Re-purchase of Shares
63. (1) A company may purchase or otherwise acquire any of its own shares —
(a) under section 64 or section 67;
(b) if the company is a private company, with the agreement or concurrence of all shareholders under section 31; or
(c) in accordance with an order made by the court under this Act, but not otherwise.
(2) A company may redeem a share which is a redeemable share, in accordance with the provisions of sections 66 to 69, but not otherwise.
(3) A share that is acquired or redeemed by the company shall be deemed to be cancelled immediately upon acquisition or redemption, as the case may be.
(4) Immediately following the acquisition or redemption of shares by the company, the company shall give notice to the Registrar of the number and class of shares acquired or redeemed, as the case may be.
(5) Where a company fails to comply with subsection (4) —
(a) the company shall be guilty of an offence and be liable on conviction to a fine not exceeding fifty thousand rupees; and
(b) every officer of the company who is in default shall be guilty of an offence and be liable on conviction to a fine not exceeding fifty thousand rupees.
64. (1) A company may agree to purchase or otherwise acquire its own shares if the articles of such company provide for it to do so, with the approval of the board.
(2) Before a company offers or agrees to purchase its own shares, the board of such company shall resolve that —
(a) the acquisition is in the interests of the company;
(b) the terms of the offer or agreement and the consideration to be paid for the shares is in the opinion of the company’s auditors a fair value; and
(c) it is not aware of any information that has not been disclosed to shareholders which is material to an assessment of the value of the shares, and as a result of which the terms of an offer or the consideration offered for the shares are unfair to shareholders accepting the offer.
(3) Before the company—
(a) makes and offer to acquire shares other than in a manner which will if it is accepted in full, leave unaffected the relative voting and distribution rights of all shareholders; or
(b) agrees to acquire shares other than in a manner which leaves unaffected the relative voting and distribution rights of all shareholders, the board shall resolve that the making of the offer or entry into the agreement, as the case may be, is fair to those shareholders to whom the offer is not made or with whom no agreement is entered into.

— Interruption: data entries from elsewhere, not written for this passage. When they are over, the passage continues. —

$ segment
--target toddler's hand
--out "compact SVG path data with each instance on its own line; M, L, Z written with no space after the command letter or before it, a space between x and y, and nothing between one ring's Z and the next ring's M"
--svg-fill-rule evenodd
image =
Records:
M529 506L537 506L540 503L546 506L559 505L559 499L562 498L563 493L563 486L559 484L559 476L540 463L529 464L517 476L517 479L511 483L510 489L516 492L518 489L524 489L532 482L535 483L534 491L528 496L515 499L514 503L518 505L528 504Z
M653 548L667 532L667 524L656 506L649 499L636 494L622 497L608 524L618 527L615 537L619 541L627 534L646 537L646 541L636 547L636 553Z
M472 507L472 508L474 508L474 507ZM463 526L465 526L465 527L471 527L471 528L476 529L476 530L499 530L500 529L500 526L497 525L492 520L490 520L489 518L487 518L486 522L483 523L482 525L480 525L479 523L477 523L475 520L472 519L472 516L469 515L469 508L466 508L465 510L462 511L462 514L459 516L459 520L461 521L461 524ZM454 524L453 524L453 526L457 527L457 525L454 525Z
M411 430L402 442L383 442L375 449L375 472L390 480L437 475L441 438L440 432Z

65. (1) A contract with a company providing for the acquisition by the company of its shares shall be specifically enforceable against the company, except to the extent that the company would after performing the contract fail to satisfy the solvency test, and the burden of proving that after the performance of the contract it would be unable to satisfy the solvency test, shall be on the company.
(2) Until the company has fully performed a contract referred to in subsection (1), the other party to the contract retains the status of a claimant entitled to be paid as soon as the company is lawfully able to do so or, in the event of a liquidation, to be ranked subordinate to the rights of creditors, but in priority to the other shareholders.